Nous, on n pas de problème à se fâcher avec eux. On veut bien les affronter les grands propriétaires et même le préfet qui a son mot à dire en matière de réquisition et qui partage pas tout à fait, vous l'imaginez bien, nos positions sur la question. Bah, on peut les affronter.
On pourra pas les affronter par la seule force d'un conseil municipal, ça c'est sûr, mais par notre force collective en étant mobilisé et organisé. [grognement] Parce que si eux, ils peuvent envoyer des huissiers et la police pour forcer les portes et mettre les gens dedans dehors, pourquoi nous on pourrait pas le faire justement pour mettre les gens dedans ? Alors, c'est pour ça qu'on se présente aux élections municipales, pas avec des promesses de campagne, mais avec des revendications et des objectifs de lutte.
Et ben pour ça, il faudra jouer collectif et tout simplement si c'est ce que vous pensez bah il faut voter pour notre liste. Il faut voter pour notre liste pour dire que face à l'extrême droite, on va pas s'excuser et on va pas baisser la tête et on n'en veut pas de leur monde où chacun écrase son voisin. Il faut voter pour notre liste pour dire aux capitalistes qu'on se laissera jamais écraser et queils auront toujours face à eux des travailleurs et des travailleuses pour se défendre par la grève et qui leur conteste le pouvoir dans les entreprises et dans la société.
Et j'insiste sur cette phrase parce que notre boulot, c'est de contester le pouvoir aux capitalistes, pas de gérer leurs institutions. Il faut voter pour notre liste comme un vote de revanche, un vote de revanche ouvrière pour donner de la force à tous ceux et celles qui veulent se battre. Et voter NPA révolutionnaire, c'est donner aussi la possibilité d'un vote par conviction. pas un vote pour le moins pire mais par contre un vote de classe en fait parce que il y a ceux qui veulent se battre et il y a aussi tous ceux qui s'en sentent pas prêt aujourd'hui.

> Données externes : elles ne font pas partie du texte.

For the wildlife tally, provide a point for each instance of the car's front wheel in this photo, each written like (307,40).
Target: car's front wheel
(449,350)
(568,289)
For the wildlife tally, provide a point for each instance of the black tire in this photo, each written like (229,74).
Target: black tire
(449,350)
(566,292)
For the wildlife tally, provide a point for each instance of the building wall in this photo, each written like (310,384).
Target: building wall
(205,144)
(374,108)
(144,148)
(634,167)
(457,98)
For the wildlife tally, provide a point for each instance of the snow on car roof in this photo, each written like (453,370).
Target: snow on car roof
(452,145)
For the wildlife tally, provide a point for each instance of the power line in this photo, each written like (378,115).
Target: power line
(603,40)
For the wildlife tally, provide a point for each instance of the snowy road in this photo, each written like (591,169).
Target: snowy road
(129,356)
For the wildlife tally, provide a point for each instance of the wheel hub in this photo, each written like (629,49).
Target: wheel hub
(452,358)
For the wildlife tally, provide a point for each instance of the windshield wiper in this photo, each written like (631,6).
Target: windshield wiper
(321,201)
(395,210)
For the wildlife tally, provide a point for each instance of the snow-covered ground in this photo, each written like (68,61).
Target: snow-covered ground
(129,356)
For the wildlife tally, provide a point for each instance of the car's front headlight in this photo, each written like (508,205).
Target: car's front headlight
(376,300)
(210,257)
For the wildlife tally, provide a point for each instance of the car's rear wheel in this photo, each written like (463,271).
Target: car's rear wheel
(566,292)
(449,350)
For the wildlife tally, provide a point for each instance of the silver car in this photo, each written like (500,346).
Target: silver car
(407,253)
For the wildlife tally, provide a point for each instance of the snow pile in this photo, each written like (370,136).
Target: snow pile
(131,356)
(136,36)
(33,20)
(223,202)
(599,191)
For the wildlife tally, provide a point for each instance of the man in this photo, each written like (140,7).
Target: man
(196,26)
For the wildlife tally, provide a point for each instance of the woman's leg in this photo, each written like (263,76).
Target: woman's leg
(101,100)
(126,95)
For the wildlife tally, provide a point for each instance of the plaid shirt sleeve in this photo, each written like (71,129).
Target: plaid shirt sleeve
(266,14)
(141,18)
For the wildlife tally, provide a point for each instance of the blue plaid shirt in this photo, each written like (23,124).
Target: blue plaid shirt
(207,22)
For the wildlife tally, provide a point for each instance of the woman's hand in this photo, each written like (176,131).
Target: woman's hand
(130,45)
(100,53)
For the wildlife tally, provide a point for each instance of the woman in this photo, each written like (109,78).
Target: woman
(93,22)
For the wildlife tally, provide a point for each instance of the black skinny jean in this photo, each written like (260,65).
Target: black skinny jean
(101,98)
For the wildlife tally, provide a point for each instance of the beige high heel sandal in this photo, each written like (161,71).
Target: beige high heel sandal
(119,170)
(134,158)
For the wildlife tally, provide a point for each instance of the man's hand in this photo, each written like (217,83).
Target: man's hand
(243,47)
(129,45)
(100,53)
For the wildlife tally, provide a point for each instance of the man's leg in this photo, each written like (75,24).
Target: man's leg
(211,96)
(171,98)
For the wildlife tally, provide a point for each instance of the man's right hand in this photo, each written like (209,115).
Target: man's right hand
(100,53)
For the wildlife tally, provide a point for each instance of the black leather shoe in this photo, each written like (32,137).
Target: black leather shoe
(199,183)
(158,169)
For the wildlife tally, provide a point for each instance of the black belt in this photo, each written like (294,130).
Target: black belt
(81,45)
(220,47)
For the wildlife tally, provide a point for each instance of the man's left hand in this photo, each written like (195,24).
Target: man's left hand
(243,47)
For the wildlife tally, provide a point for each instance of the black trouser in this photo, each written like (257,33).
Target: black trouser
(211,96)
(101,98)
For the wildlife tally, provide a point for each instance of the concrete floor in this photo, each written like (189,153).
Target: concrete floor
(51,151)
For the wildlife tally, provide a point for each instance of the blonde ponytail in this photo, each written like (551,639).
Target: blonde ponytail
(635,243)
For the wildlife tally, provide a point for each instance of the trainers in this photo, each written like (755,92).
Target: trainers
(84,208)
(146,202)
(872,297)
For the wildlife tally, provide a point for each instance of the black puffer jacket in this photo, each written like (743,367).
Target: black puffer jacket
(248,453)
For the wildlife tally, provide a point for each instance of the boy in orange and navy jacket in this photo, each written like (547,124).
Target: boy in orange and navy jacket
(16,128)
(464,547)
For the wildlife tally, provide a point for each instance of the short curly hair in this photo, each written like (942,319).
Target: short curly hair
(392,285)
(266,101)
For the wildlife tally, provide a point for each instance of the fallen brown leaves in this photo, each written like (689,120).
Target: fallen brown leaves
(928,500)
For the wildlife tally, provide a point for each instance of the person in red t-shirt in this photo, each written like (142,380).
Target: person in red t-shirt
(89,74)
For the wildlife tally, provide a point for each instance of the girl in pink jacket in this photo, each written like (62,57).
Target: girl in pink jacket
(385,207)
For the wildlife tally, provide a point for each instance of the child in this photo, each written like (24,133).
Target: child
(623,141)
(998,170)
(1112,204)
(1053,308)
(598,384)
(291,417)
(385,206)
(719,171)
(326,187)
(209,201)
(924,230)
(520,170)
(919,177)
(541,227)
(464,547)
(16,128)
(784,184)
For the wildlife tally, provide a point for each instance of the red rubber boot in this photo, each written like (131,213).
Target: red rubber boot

Et ben ce serait un vote qui dirait "Moi, je sais quand même de quel côté je suis. Je sais où ils sont mes intérêts et il y a que la liste des révolutionnaires pour les défendre ces intérêts-là. Et même s'il y en a ici qui seraient blasé et qui voudraient pas voter, bah j'ai envie de leur dire qu'il faudrait voter quand même pour notre liste.
Pour tous ceux et celles qui ont pas le droit de vote parce qu'ils sont étrangers. pour ceux et celles qui sont pas régularisées pour la régularisation de tous les s papiers de tous ceux qui vivent et bossent ici. Alors le 15 mars, c'est sûr c'est qu'une élection municipale mais c'est une occasion.
Alors soit on peut faire ce qu'on attend de nous, voter un coup à gauche, un coup à droite pour choisir de quel côté vont me dire les coups que de toute façon on va se prendre dans la gueule ou alors on peut utiliser le bulletin pour dire que ces coûts on va les rendre. Et ben le bulletin qui dit ça c'est le bulletin Paris ouvrière et révolutionnaire.